JendelaSulut.com, MINUT — Peraturan Menteri Dalam Negeri (Permendagri) Nomor 20 Tahun 2018 tentang Pengelolaan Keuangan Desa memberikan pedoman yang komprehensif bagi pemerintah desa dalam mengelola keuangannya. Tujuannya adalah untuk mewujudkan transparansi, akuntabilitas, dan efektifitas penggunaan dana desa. Artikel ini akan membahas beberapa poin penting dalam Permendagri tersebut.
Prinsip-prinsip Pengelolaan Keuangan Desa
Permendagri Nomor 20 Tahun 2018 menekankan beberapa prinsip dasar dalam pengelolaan keuangan desa, antara lain:
– Transparansi: Seluruh proses pengelolaan keuangan desa harus terbuka dan dapat diakses oleh masyarakat.

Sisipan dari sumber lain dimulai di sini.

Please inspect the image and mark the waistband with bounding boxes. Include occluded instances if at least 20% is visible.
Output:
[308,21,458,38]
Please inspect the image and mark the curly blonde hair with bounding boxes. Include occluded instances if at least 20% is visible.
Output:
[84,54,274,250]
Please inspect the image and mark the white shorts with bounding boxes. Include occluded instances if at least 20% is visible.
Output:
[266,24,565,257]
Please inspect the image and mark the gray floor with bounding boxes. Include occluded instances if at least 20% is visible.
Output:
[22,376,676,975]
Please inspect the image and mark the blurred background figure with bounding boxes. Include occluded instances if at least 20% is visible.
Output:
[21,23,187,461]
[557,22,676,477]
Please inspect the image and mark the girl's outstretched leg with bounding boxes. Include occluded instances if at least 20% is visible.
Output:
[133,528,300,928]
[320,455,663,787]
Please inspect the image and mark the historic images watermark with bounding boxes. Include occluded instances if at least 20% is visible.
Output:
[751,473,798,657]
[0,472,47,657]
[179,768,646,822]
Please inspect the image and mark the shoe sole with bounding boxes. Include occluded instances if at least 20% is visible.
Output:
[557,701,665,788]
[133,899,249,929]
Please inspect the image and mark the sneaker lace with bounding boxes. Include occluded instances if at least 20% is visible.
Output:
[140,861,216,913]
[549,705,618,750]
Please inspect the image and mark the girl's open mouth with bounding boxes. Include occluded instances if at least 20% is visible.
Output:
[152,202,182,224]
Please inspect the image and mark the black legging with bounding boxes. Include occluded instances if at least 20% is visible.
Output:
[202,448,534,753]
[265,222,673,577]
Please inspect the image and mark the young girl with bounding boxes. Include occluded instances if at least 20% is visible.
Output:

Informasi mengenai pendapatan, belanja, dan aset desa harus dipublikasikan secara luas dan mudah dipahami.
– Akuntabilitas: Pemerintah desa bertanggung jawab atas pengelolaan keuangan desa dan harus dapat mempertanggungjawabkan penggunaannya kepada masyarakat. Laporan keuangan harus disusun secara akurat dan tepat waktu.
– Efisiensi dan Efektifitas: Dana desa harus digunakan secara efisien dan efektif untuk mencapai tujuan pembangunan desa. Penggunaan dana harus terukur dan berorientasi pada hasil.
– Partisipatif: Masyarakat desa harus dilibatkan dalam proses perencanaan, pelaksanaan, dan pengawasan pengelolaan keuangan desa. Hal ini penting untuk memastikan bahwa dana desa digunakan sesuai dengan kebutuhan dan aspirasi masyarakat.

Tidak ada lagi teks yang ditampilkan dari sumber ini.